POP3 — single-mailbox retrieval

A POP3 (RFC 1939) client covering the eight standard commands: USER / PASS / STAT / LIST / RETR / DELE / NOOP / QUIT. Multi-line replies (LIST, RETR) terminate at a lone . line and are dot-unstuffed automatically.

Pop3MsgInfo (struct)

pub struct Pop3MsgInfo {
    pub idx:  i32,
    pub size: i32,
}

A per-message descriptor. For list, idx is the message number and size its octet count. For stat, the single returned value reuses the fields as (count, total_size_octets)idx is the message count and size the total byte count.

Pop3Session (struct)

pub struct Pop3Session {
    pub host: string,
    // tcp / tls / is_tls / rx_buf are private transport state
}

Methods

Method Signature Description
connect pub fn connect(host: string, port: i32, use_tls: bool) -> !*Pop3Session Open a session. use_tls=true → TLS from start (995); false → plain TCP (110).

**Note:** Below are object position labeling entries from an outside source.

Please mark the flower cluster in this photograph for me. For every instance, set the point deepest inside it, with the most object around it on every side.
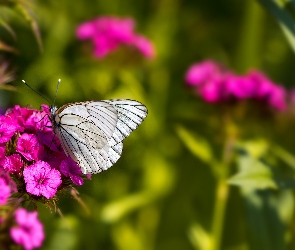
(33, 167)
(108, 33)
(28, 231)
(215, 83)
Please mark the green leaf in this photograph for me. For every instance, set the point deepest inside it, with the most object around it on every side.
(196, 144)
(257, 174)
(266, 229)
(280, 11)
(253, 174)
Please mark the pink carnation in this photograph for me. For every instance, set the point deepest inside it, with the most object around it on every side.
(4, 191)
(215, 84)
(28, 146)
(69, 168)
(13, 163)
(108, 33)
(29, 231)
(41, 179)
(8, 127)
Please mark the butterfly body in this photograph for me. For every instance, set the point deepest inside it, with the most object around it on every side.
(91, 133)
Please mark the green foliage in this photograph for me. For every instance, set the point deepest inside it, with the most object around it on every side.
(193, 175)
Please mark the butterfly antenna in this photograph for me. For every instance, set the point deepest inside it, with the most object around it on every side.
(35, 91)
(58, 83)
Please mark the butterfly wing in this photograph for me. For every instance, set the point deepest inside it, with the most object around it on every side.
(130, 115)
(91, 133)
(84, 130)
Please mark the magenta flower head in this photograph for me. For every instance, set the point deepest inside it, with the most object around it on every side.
(41, 179)
(108, 33)
(199, 73)
(29, 231)
(8, 128)
(214, 83)
(28, 146)
(69, 168)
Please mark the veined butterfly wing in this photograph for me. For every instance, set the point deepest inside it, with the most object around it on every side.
(91, 133)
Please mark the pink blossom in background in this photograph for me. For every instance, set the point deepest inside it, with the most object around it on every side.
(8, 127)
(214, 83)
(41, 179)
(144, 46)
(13, 163)
(4, 191)
(5, 176)
(69, 168)
(108, 33)
(29, 231)
(28, 146)
(35, 144)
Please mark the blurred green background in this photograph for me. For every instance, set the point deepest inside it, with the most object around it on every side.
(170, 189)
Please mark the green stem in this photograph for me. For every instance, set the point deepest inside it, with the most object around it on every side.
(221, 195)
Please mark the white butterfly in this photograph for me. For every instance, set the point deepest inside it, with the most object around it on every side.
(91, 133)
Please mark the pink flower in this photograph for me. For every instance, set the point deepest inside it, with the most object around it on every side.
(69, 168)
(13, 163)
(19, 115)
(28, 146)
(144, 46)
(4, 191)
(108, 33)
(8, 127)
(215, 84)
(29, 231)
(211, 91)
(240, 86)
(264, 86)
(5, 176)
(41, 179)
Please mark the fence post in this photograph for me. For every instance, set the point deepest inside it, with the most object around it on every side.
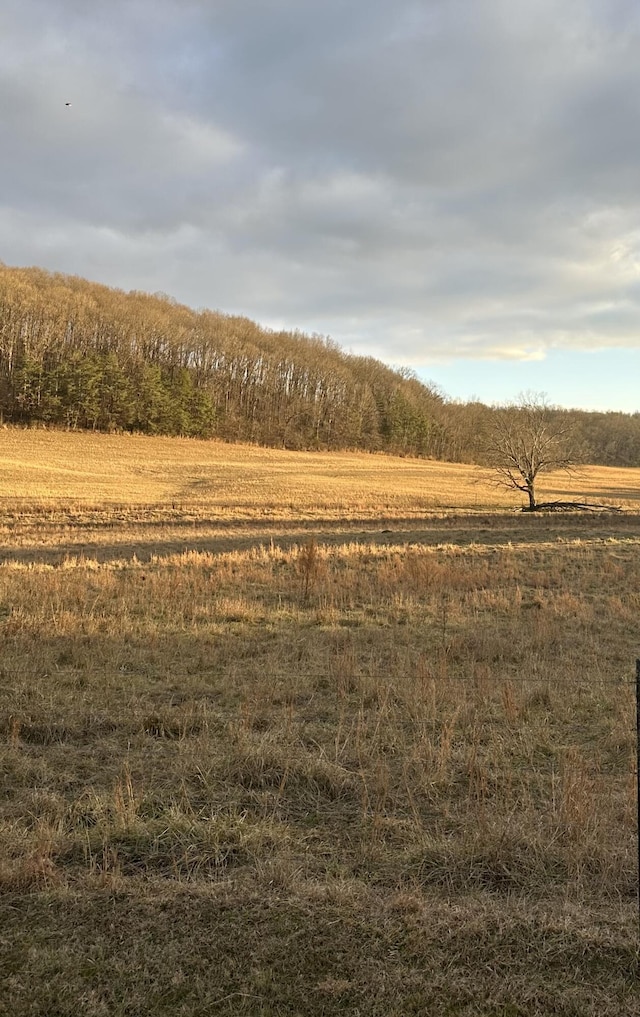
(638, 769)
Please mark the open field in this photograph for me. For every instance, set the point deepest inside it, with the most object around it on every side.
(344, 750)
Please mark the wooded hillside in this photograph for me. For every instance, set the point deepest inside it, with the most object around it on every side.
(76, 354)
(80, 355)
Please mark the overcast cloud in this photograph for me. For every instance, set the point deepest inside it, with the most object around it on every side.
(419, 180)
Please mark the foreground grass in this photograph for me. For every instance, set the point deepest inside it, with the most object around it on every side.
(334, 773)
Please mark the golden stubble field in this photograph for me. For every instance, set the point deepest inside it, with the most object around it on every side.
(288, 733)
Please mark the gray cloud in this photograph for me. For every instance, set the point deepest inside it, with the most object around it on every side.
(417, 179)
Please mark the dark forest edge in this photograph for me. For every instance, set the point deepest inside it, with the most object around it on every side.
(76, 354)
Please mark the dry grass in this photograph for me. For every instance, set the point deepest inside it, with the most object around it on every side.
(336, 771)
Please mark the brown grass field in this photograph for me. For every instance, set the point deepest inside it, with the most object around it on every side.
(311, 734)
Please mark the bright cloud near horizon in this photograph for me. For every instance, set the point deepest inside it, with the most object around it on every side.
(452, 185)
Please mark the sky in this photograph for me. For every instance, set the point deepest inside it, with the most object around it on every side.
(450, 185)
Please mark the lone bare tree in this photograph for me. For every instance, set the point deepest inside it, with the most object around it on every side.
(526, 438)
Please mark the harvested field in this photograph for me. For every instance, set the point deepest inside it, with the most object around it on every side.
(277, 741)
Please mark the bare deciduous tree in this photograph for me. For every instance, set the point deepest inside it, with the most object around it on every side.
(525, 439)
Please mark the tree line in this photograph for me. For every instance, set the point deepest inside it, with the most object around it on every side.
(76, 354)
(80, 355)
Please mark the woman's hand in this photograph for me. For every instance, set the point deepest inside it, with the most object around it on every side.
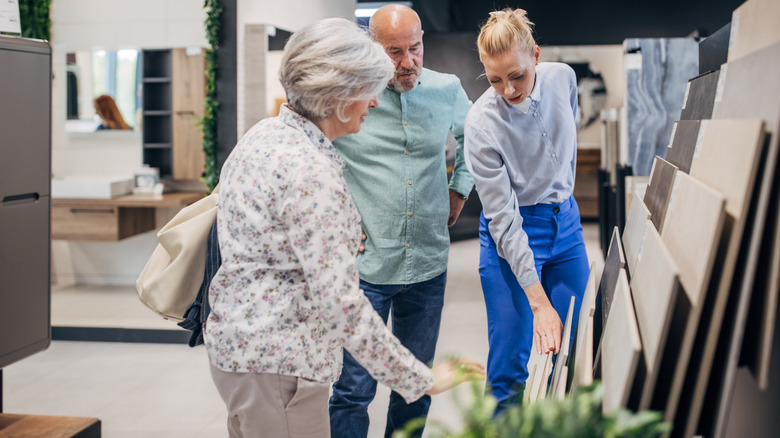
(547, 330)
(547, 323)
(362, 248)
(448, 374)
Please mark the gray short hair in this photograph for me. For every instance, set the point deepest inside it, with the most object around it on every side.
(328, 65)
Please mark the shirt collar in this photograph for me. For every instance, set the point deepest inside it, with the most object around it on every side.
(315, 134)
(525, 105)
(419, 82)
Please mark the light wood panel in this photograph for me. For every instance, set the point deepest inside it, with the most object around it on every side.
(700, 97)
(655, 288)
(692, 233)
(581, 363)
(732, 171)
(189, 94)
(659, 189)
(622, 349)
(753, 27)
(635, 231)
(562, 359)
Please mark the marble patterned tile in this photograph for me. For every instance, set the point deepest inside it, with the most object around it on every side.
(622, 349)
(655, 288)
(683, 144)
(753, 27)
(700, 97)
(634, 233)
(659, 190)
(657, 71)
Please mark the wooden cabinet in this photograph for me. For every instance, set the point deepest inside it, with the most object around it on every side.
(174, 89)
(111, 219)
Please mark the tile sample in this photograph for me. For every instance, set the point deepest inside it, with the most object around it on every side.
(753, 27)
(659, 190)
(635, 231)
(657, 71)
(713, 50)
(700, 97)
(683, 144)
(613, 264)
(635, 184)
(581, 363)
(622, 349)
(750, 90)
(655, 288)
(562, 358)
(693, 230)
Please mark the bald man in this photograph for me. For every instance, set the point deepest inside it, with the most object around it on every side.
(396, 172)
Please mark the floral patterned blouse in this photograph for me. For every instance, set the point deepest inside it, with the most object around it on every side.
(286, 298)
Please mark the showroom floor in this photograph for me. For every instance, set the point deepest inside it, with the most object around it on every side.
(165, 390)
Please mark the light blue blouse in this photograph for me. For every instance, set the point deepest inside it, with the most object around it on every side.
(523, 155)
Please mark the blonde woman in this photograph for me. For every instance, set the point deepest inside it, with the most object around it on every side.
(110, 116)
(286, 298)
(521, 148)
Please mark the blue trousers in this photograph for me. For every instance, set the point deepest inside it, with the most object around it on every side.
(555, 236)
(416, 310)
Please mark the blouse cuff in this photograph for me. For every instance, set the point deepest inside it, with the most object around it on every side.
(528, 279)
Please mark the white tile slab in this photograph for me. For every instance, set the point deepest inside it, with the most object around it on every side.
(621, 350)
(655, 287)
(635, 230)
(693, 231)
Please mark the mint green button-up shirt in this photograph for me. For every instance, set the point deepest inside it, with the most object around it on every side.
(396, 172)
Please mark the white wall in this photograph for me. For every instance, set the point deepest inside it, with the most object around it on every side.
(79, 25)
(289, 15)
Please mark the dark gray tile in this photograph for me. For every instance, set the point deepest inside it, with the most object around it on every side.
(700, 97)
(659, 190)
(683, 144)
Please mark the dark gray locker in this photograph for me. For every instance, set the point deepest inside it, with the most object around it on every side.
(25, 204)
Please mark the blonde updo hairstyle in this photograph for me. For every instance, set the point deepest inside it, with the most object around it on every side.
(330, 64)
(503, 30)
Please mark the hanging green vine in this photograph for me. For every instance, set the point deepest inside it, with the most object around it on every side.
(213, 24)
(34, 18)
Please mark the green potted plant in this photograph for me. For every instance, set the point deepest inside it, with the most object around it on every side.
(578, 415)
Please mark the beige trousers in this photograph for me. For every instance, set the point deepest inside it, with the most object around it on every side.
(273, 405)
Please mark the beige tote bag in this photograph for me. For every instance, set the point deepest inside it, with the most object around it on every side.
(169, 282)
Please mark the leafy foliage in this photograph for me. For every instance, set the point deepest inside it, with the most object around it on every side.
(579, 415)
(209, 122)
(34, 17)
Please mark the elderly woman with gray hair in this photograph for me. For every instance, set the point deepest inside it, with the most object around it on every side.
(286, 299)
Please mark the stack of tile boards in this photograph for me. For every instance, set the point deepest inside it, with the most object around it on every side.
(689, 294)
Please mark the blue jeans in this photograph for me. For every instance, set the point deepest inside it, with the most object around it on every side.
(416, 310)
(555, 236)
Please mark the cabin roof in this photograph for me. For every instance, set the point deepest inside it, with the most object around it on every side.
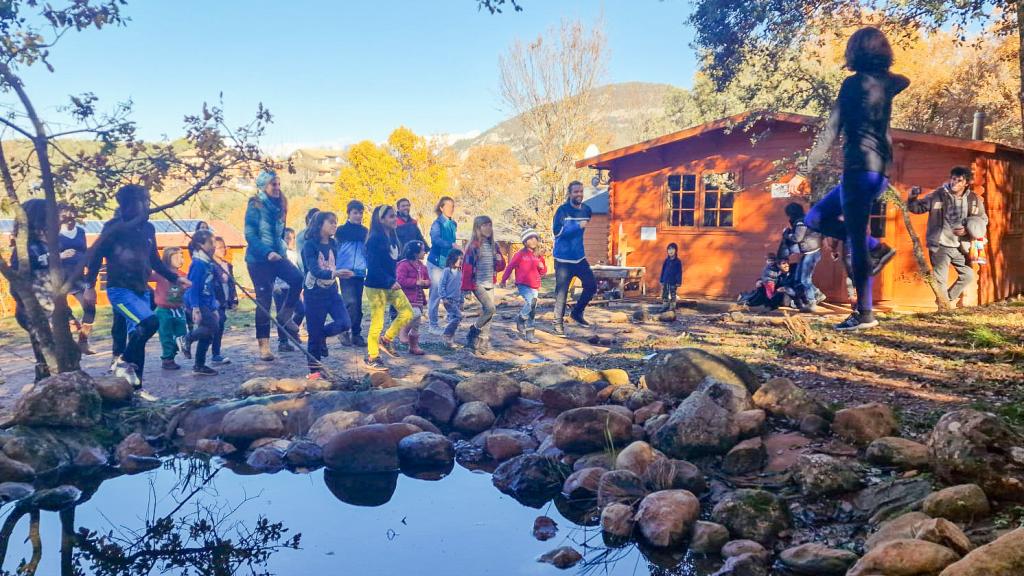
(604, 161)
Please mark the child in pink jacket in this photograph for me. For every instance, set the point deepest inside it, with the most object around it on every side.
(413, 277)
(529, 269)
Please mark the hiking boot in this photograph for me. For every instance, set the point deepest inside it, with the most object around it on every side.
(184, 346)
(558, 329)
(374, 364)
(387, 346)
(855, 322)
(881, 256)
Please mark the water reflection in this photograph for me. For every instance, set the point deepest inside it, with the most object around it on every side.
(198, 517)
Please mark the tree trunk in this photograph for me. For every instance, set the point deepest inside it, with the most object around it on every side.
(941, 298)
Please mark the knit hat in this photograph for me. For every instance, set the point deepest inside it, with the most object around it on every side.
(529, 233)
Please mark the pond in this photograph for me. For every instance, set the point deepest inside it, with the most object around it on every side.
(380, 524)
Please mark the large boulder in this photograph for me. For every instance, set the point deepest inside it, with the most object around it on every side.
(904, 558)
(567, 396)
(817, 560)
(426, 451)
(620, 486)
(372, 448)
(897, 452)
(473, 417)
(968, 446)
(779, 397)
(530, 479)
(329, 424)
(865, 423)
(704, 423)
(437, 403)
(667, 474)
(1001, 558)
(966, 503)
(591, 428)
(67, 400)
(821, 475)
(497, 391)
(678, 373)
(666, 518)
(251, 422)
(752, 515)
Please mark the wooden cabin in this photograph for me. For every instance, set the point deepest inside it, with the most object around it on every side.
(168, 234)
(712, 190)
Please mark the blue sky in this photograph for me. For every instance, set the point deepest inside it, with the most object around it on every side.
(342, 71)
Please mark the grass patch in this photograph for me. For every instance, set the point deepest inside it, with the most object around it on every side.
(985, 337)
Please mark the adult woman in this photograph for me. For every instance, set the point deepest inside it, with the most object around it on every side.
(441, 242)
(861, 113)
(382, 288)
(265, 258)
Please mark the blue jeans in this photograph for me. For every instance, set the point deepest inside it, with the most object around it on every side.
(852, 200)
(529, 305)
(806, 272)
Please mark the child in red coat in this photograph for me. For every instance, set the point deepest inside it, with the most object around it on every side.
(529, 269)
(413, 277)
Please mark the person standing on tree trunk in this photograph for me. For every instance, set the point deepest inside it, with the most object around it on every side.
(266, 258)
(128, 243)
(861, 114)
(955, 216)
(570, 259)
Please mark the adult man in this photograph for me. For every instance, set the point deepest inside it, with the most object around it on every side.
(409, 229)
(128, 242)
(570, 260)
(352, 255)
(955, 216)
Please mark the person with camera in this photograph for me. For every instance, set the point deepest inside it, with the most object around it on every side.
(955, 216)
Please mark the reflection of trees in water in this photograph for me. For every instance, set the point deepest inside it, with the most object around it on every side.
(197, 536)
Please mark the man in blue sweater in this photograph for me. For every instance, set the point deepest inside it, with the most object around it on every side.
(570, 259)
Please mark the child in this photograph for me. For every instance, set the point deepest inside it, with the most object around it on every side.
(227, 295)
(450, 292)
(321, 288)
(672, 277)
(201, 298)
(529, 269)
(382, 287)
(483, 261)
(413, 277)
(170, 311)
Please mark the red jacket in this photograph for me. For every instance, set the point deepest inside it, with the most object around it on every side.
(408, 273)
(469, 262)
(528, 268)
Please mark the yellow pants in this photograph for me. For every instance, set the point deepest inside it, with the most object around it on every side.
(379, 301)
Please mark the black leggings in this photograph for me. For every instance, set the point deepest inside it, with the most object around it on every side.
(564, 272)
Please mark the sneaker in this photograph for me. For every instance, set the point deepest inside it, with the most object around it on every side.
(183, 346)
(127, 371)
(146, 397)
(854, 323)
(881, 256)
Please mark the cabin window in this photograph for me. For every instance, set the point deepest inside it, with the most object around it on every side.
(682, 200)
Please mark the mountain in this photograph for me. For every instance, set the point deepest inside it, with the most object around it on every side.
(623, 110)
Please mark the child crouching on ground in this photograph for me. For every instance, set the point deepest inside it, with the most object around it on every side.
(529, 269)
(413, 277)
(450, 291)
(170, 312)
(672, 276)
(201, 298)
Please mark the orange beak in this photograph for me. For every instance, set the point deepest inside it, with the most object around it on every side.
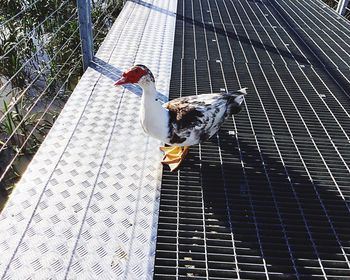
(123, 80)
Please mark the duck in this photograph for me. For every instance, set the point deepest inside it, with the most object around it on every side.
(181, 122)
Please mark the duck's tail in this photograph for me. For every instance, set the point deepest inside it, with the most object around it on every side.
(236, 100)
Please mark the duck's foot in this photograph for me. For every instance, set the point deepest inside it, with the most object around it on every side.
(173, 156)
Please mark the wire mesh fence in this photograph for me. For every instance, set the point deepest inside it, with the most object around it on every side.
(40, 64)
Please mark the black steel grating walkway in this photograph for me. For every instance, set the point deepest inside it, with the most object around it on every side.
(269, 197)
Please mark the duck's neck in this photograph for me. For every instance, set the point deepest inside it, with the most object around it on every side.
(153, 116)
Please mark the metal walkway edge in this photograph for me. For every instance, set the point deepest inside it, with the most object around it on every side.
(269, 197)
(87, 205)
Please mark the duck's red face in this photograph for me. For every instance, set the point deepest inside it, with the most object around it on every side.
(131, 76)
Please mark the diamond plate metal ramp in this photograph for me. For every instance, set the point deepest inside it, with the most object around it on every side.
(87, 206)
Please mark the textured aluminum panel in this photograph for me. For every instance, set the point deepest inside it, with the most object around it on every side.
(87, 206)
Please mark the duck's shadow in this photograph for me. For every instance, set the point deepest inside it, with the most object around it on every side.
(261, 219)
(114, 73)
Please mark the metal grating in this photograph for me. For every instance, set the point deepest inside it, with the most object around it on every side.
(87, 206)
(268, 198)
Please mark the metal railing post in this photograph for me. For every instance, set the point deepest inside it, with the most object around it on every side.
(342, 5)
(85, 28)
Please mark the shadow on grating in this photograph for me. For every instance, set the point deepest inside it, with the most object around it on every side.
(218, 223)
(271, 201)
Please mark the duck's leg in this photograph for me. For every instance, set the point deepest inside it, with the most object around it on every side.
(174, 156)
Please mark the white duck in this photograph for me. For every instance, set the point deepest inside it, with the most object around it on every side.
(184, 121)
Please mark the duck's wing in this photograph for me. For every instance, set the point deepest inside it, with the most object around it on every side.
(199, 113)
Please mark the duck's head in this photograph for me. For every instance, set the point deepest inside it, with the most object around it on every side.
(138, 74)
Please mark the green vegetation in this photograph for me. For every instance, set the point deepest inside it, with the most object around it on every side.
(40, 64)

Validates the +OK banner.
login pub fn login(self: *Pop3Session, user: string, pass: string) -> !i32 Authenticate via USER + PASS.
stat pub fn stat(self: *Pop3Session) -> !*Pop3MsgInfo STAT: returns (count, total_size) packed into idx / size.
list pub fn list(self: *Pop3Session) -> !*Vector<*Pop3MsgInfo> LIST: one Pop3MsgInfo per message (idx, size).
retrieve pub fn retrieve(self: *Pop3Session, n: i32) -> !string RETR: full RFC 5322 body for message n (dot-unstuffed).
delete pub fn delete(self: *Pop3Session, n: i32) -> !i32 DELE: mark message n for deletion (committed at quit).
noop pub fn noop(self: *Pop3Session) -> !i32 NOOP keep-alive to prevent idle disconnects.
quit pub fn quit(self: *Pop3Session) -> !i32 QUIT and commit pending deletions.
close pub fn close(self: *Pop3Session) Tear down the socket. Idempotent.
import stdlib::mail::message::*;
import stdlib::mail::pop3::*;

fn main() -> i32 {
    let r: !*Pop3Session = Pop3Session::connect("pop.example.com", 995, true);
    if !r.ok { println!(r.err); return 1; }
    let p: *Pop3Session = r.val;
    println!("host:", p.host);

    let _l: !i32 = p.login("[email protected]", "app-password");

    let st: !*Pop3MsgInfo = p.stat();
    if st.ok { println!(st.val.idx, "msgs,", st.val.size, "bytes"); }

    let lst: !*Vector<*Pop3MsgInfo> = p.list();
    if lst.ok {
        for let i: i32 = 0; i < lst.val.len(); i++ {
            let info: *Pop3MsgInfo = lst.val.get(i);
            println!("#", info.idx, "size", info.size);
            let raw: !string = p.retrieve(info.idx);
            if raw.ok {
                let m: !*Mail = parse_mail(raw.val);
                if m.ok { println!("subject:", m.val.subject); }
            }
        }
    }

    let _d: !i32 = p.delete(1);   // committed at quit
    let _n: !i32 = p.noop();
    let _q: !i32 = p.quit();
    p.close();
    return 0;
}

See also

  • net::tcp / net::tls — the transport every mail session is built on; timeout_ms and tls_insecure map onto stream-level controls there.
  • base64 — used internally for attachment encoding and SMTP AUTH PLAIN/LOGIN tokens.
  • timeMail.to_rfc5322 uses it to auto-fill the Date header.